# Evaluation of IR:

Calculating ( precision, recall ,fmeasure) on results of IR models

This lab demonstrates how the **Vector Space Model (VSM)** can be applied to rank documents based on **cosine similarity** between **TF-IDF vectors** of documents and a query.

---

## Dataset

We use a small set of **movie review snippets** as documents:

| DocID | Content |
|-------|---------|
| D1    | I loved this movie the plot was exciting and the characters were amazing |
| D2    | Terrible movie waste of time and I would not recommend it |
| D3    | An average film some good moments but overall it was predictable |
| D4    | Fantastic performance by the lead actor brilliant cinematography |
| D5    | Bad script poor direction not worth watching at all |

---

## Query

We use a sample query to find relevant documents:


The **relevant documents** for evaluation are `{D1, D4}`.

---

## Preprocessing

1. **Tokenization**: Split text into lowercase word tokens.  
2. **Vocabulary creation**: Build a list of unique terms across all documents.  
3. **TF-IDF Calculation**:
   - **Term Frequency (TF)**: Number of times a term appears in a document.
   - **Inverse Document Frequency (IDF)**: Measures how rare a term is across all documents.
   - **TF-IDF**: Multiply TF by IDF to compute term weights.

---

## Cosine Similarity

To rank documents:

\[
\text{cosine\_sim}(D, Q) = \frac{D \cdot Q}{\|D\| \|Q\|}
\]

- Measures similarity between **document vector** and **query vector**.  
- Range: 0 (no similarity) to 1 (identical vectors).  

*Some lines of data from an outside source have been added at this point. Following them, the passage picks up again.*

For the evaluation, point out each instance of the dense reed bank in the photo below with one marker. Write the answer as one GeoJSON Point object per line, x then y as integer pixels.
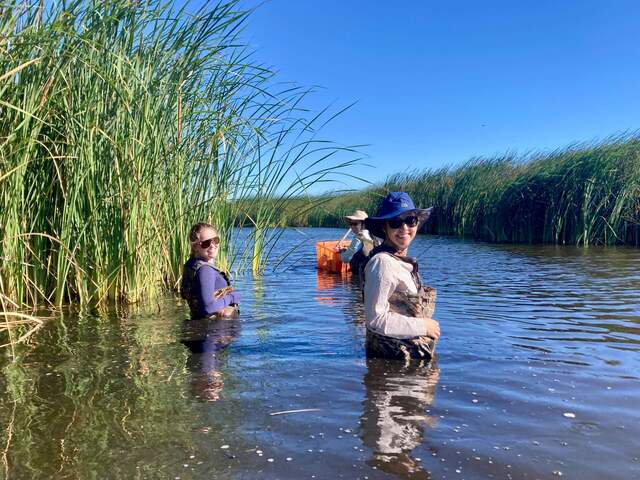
{"type": "Point", "coordinates": [584, 195]}
{"type": "Point", "coordinates": [121, 124]}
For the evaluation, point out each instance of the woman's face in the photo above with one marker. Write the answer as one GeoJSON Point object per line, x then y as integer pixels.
{"type": "Point", "coordinates": [356, 226]}
{"type": "Point", "coordinates": [400, 231]}
{"type": "Point", "coordinates": [206, 247]}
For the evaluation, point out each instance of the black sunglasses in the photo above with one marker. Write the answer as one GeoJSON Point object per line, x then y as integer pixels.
{"type": "Point", "coordinates": [207, 243]}
{"type": "Point", "coordinates": [411, 221]}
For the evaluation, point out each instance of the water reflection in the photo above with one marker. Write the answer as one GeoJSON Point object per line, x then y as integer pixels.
{"type": "Point", "coordinates": [207, 341]}
{"type": "Point", "coordinates": [394, 416]}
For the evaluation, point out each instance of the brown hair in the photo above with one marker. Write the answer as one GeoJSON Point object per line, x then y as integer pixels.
{"type": "Point", "coordinates": [197, 228]}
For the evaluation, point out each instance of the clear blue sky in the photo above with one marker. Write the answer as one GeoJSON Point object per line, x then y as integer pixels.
{"type": "Point", "coordinates": [437, 83]}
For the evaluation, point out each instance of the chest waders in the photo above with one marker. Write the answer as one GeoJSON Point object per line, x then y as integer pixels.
{"type": "Point", "coordinates": [419, 305]}
{"type": "Point", "coordinates": [188, 286]}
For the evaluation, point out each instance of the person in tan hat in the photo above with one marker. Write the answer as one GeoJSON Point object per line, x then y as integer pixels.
{"type": "Point", "coordinates": [358, 251]}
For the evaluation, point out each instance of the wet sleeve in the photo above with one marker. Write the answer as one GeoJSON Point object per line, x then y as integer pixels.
{"type": "Point", "coordinates": [380, 282]}
{"type": "Point", "coordinates": [209, 281]}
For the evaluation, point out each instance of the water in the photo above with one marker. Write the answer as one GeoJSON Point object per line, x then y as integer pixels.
{"type": "Point", "coordinates": [536, 377]}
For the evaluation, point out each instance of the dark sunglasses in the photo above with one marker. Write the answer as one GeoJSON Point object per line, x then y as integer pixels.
{"type": "Point", "coordinates": [411, 221]}
{"type": "Point", "coordinates": [207, 243]}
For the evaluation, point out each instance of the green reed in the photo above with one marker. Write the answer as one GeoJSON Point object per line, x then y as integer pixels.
{"type": "Point", "coordinates": [121, 124]}
{"type": "Point", "coordinates": [586, 194]}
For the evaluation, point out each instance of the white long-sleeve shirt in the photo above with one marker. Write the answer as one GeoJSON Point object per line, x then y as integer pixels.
{"type": "Point", "coordinates": [385, 275]}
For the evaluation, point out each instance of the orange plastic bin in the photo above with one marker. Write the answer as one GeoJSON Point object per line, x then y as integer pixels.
{"type": "Point", "coordinates": [328, 256]}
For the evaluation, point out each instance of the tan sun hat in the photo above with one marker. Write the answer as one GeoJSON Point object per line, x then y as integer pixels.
{"type": "Point", "coordinates": [357, 216]}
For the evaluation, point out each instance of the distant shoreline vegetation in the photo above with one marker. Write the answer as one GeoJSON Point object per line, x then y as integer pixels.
{"type": "Point", "coordinates": [586, 194]}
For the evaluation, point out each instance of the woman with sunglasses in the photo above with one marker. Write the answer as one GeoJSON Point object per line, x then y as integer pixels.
{"type": "Point", "coordinates": [206, 289]}
{"type": "Point", "coordinates": [398, 307]}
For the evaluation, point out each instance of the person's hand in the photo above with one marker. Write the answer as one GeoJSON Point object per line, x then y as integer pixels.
{"type": "Point", "coordinates": [433, 328]}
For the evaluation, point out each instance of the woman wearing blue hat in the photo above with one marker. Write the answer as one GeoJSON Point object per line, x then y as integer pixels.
{"type": "Point", "coordinates": [398, 308]}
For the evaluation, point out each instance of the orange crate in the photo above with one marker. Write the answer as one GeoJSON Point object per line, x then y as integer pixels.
{"type": "Point", "coordinates": [328, 256]}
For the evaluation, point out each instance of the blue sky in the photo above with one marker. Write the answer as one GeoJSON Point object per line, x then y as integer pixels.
{"type": "Point", "coordinates": [437, 83]}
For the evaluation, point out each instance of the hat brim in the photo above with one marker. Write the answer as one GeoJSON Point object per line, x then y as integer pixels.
{"type": "Point", "coordinates": [375, 225]}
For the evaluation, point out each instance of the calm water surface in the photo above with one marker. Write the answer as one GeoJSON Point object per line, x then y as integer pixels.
{"type": "Point", "coordinates": [536, 377]}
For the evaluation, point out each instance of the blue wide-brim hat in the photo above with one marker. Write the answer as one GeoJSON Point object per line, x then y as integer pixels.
{"type": "Point", "coordinates": [394, 205]}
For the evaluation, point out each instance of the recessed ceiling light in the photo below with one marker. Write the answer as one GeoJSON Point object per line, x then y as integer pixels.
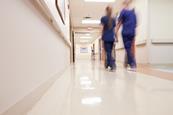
{"type": "Point", "coordinates": [90, 21]}
{"type": "Point", "coordinates": [99, 0]}
{"type": "Point", "coordinates": [87, 34]}
{"type": "Point", "coordinates": [84, 41]}
{"type": "Point", "coordinates": [85, 37]}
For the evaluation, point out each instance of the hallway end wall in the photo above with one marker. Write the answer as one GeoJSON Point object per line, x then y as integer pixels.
{"type": "Point", "coordinates": [32, 52]}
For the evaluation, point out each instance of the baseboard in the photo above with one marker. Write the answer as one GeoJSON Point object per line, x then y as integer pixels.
{"type": "Point", "coordinates": [26, 104]}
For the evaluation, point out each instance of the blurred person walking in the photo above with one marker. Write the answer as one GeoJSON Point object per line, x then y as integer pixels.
{"type": "Point", "coordinates": [108, 36]}
{"type": "Point", "coordinates": [128, 20]}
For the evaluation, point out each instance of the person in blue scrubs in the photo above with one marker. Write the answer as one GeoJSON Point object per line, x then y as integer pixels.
{"type": "Point", "coordinates": [108, 36]}
{"type": "Point", "coordinates": [128, 20]}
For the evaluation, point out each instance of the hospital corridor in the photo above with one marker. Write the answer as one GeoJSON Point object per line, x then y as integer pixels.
{"type": "Point", "coordinates": [86, 57]}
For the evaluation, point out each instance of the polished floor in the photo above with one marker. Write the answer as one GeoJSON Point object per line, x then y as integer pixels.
{"type": "Point", "coordinates": [87, 89]}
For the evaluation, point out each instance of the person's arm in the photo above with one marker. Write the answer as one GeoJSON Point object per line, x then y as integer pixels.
{"type": "Point", "coordinates": [120, 21]}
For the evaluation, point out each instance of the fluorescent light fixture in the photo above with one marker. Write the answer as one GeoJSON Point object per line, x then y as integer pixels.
{"type": "Point", "coordinates": [100, 1]}
{"type": "Point", "coordinates": [84, 41]}
{"type": "Point", "coordinates": [87, 34]}
{"type": "Point", "coordinates": [84, 78]}
{"type": "Point", "coordinates": [90, 21]}
{"type": "Point", "coordinates": [91, 100]}
{"type": "Point", "coordinates": [85, 37]}
{"type": "Point", "coordinates": [87, 87]}
{"type": "Point", "coordinates": [85, 82]}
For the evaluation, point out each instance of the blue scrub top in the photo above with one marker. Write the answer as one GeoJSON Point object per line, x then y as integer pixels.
{"type": "Point", "coordinates": [128, 19]}
{"type": "Point", "coordinates": [108, 34]}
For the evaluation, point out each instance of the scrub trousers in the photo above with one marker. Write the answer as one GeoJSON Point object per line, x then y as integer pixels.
{"type": "Point", "coordinates": [129, 44]}
{"type": "Point", "coordinates": [108, 46]}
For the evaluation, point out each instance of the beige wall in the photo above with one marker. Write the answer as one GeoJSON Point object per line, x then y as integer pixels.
{"type": "Point", "coordinates": [160, 28]}
{"type": "Point", "coordinates": [154, 33]}
{"type": "Point", "coordinates": [31, 51]}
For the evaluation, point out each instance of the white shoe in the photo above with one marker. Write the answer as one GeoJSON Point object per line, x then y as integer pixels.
{"type": "Point", "coordinates": [131, 69]}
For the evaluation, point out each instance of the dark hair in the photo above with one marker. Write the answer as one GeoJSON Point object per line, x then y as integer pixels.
{"type": "Point", "coordinates": [109, 14]}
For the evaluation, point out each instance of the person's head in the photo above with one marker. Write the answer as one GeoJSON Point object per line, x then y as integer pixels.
{"type": "Point", "coordinates": [109, 11]}
{"type": "Point", "coordinates": [126, 3]}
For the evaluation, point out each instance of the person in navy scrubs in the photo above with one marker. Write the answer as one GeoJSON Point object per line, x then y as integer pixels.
{"type": "Point", "coordinates": [108, 36]}
{"type": "Point", "coordinates": [128, 20]}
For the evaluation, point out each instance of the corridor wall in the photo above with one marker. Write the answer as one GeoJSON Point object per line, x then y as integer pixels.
{"type": "Point", "coordinates": [32, 55]}
{"type": "Point", "coordinates": [160, 31]}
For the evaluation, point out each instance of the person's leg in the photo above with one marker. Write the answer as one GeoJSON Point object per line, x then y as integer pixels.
{"type": "Point", "coordinates": [108, 49]}
{"type": "Point", "coordinates": [106, 46]}
{"type": "Point", "coordinates": [133, 52]}
{"type": "Point", "coordinates": [128, 41]}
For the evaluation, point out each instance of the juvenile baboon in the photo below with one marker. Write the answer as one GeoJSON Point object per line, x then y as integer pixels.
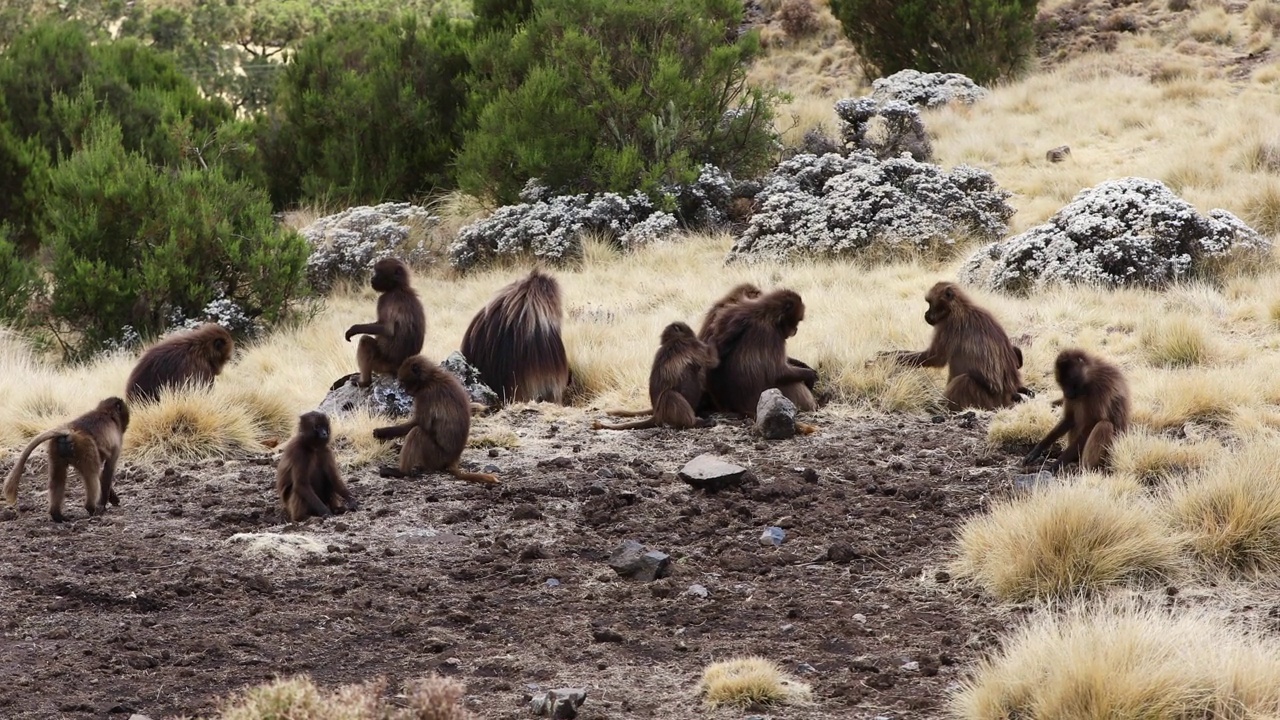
{"type": "Point", "coordinates": [192, 356]}
{"type": "Point", "coordinates": [752, 341]}
{"type": "Point", "coordinates": [1095, 410]}
{"type": "Point", "coordinates": [981, 360]}
{"type": "Point", "coordinates": [307, 478]}
{"type": "Point", "coordinates": [91, 443]}
{"type": "Point", "coordinates": [676, 382]}
{"type": "Point", "coordinates": [401, 324]}
{"type": "Point", "coordinates": [437, 434]}
{"type": "Point", "coordinates": [515, 341]}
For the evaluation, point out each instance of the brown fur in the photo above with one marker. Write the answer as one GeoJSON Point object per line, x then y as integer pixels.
{"type": "Point", "coordinates": [982, 363]}
{"type": "Point", "coordinates": [401, 326]}
{"type": "Point", "coordinates": [192, 356]}
{"type": "Point", "coordinates": [752, 341]}
{"type": "Point", "coordinates": [676, 382]}
{"type": "Point", "coordinates": [437, 434]}
{"type": "Point", "coordinates": [91, 443]}
{"type": "Point", "coordinates": [1095, 410]}
{"type": "Point", "coordinates": [307, 478]}
{"type": "Point", "coordinates": [515, 341]}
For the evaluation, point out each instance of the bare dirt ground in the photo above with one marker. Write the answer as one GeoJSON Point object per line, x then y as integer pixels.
{"type": "Point", "coordinates": [154, 609]}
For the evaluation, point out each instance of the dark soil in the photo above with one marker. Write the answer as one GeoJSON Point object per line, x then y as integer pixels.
{"type": "Point", "coordinates": [154, 609]}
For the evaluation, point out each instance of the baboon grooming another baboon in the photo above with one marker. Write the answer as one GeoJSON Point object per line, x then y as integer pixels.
{"type": "Point", "coordinates": [516, 345]}
{"type": "Point", "coordinates": [401, 324]}
{"type": "Point", "coordinates": [192, 356]}
{"type": "Point", "coordinates": [676, 382]}
{"type": "Point", "coordinates": [91, 443]}
{"type": "Point", "coordinates": [1095, 410]}
{"type": "Point", "coordinates": [307, 478]}
{"type": "Point", "coordinates": [752, 341]}
{"type": "Point", "coordinates": [437, 434]}
{"type": "Point", "coordinates": [982, 363]}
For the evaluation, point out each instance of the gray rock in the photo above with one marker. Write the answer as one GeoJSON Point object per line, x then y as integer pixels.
{"type": "Point", "coordinates": [772, 536]}
{"type": "Point", "coordinates": [1032, 481]}
{"type": "Point", "coordinates": [634, 560]}
{"type": "Point", "coordinates": [558, 703]}
{"type": "Point", "coordinates": [775, 415]}
{"type": "Point", "coordinates": [385, 397]}
{"type": "Point", "coordinates": [711, 473]}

Documents are ranked in descending order of cosine similarity with the query.

---

## Evaluation Metrics

We use **Precision, Recall, and F1-score** to evaluate retrieval effectiveness:

- **Precision (P)**: Fraction of retrieved documents that are relevant.  
- **Recall (R)**: Fraction of relevant documents that are retrieved.  
- **F1-score (F1)**: Harmonic mean of precision and recall.

\[
P = \frac{TP}{TP + FP}, \quad
R = \frac{TP}{TP + FN}, \quad
F1 = \frac{2PR}{P + R}
\]

Where:  
- TP = True Positives  
- FP = False Positives  
- FN = False Negatives  

---

## Lab Workflow

1. Tokenize documents and query.  
2. Compute TF-IDF vectors for all documents and the query.  
3. Calculate cosine similarity between each document and the query.  
4. Rank documents based on similarity scores.  
5. Evaluate retrieval using Precision, Recall, and F1 at different top-k ranks.

---

## Notes

- This demo uses a small dataset of movie reviews for simplicity.  
- The workflow can scale to larger datasets and more complex queries.  
- VSM allows **ranking documents**, unlike Boolean retrieval which is strictly binary.


In [1]:
# vsm_lab_demo_movies.py
from math import log, sqrt
from collections import Counter
import re

# Sample movie review documents
docs = [
    "I loved this movie the plot was exciting and the characters were amazing",
    "Terrible movie waste of time and I would not recommend it",
    "An average film some good moments but overall it was predictable",
    "Fantastic performance by the lead actor brilliant cinematography",
    "Bad script poor direction not worth watching at all",
]

doc_ids = [f"D{i + 1}" for i in range(len(docs))]

# Example query
query = "movie plot exciting characters"

# Set of relevant documents for evaluation
relevant_set = {"D1", "D4"}

token_pattern = re.compile(r"[a-zA-Z]+")

def tokenize(text):
    return [t.lower() for t in token_pattern.findall(text)]

# Tokenize documents
tokenized_docs = [tokenize(d) for d in docs]
N = len(docs)

# Compute document frequencies
df = Counter()
for terms in tokenized_docs:
    for t in set(terms):
        df[t] += 1

# Compute IDF
idf = {t: log((N + 1) / (df_t + 1)) + 1 for t, df_t in df.items()}

# TF-IDF vector
def tfidf_vector(terms):
    tf = Counter(terms)
    vec = {}
    for t, freq in tf.items():
        if t in idf:
            vec[t] = freq * idf[t]
    return vec

# Cosine similarity
def cosine_sim(v1, v2):
    dot = sum(v1.get(t, 0) * v2.get(t, 0) for t in set(v1) | set(v2))
    n1 = sqrt(sum(w * w for w in v1.values()))
    n2 = sqrt(sum(w * w for w in v2.values()))
    if n1 == 0 or n2 == 0:
        return 0.0
    return dot / (n1 * n2)

# Compute document vectors
doc_vectors = [tfidf_vector(tokenize(d)) for d in docs]
query_vec = tfidf_vector(tokenize(query))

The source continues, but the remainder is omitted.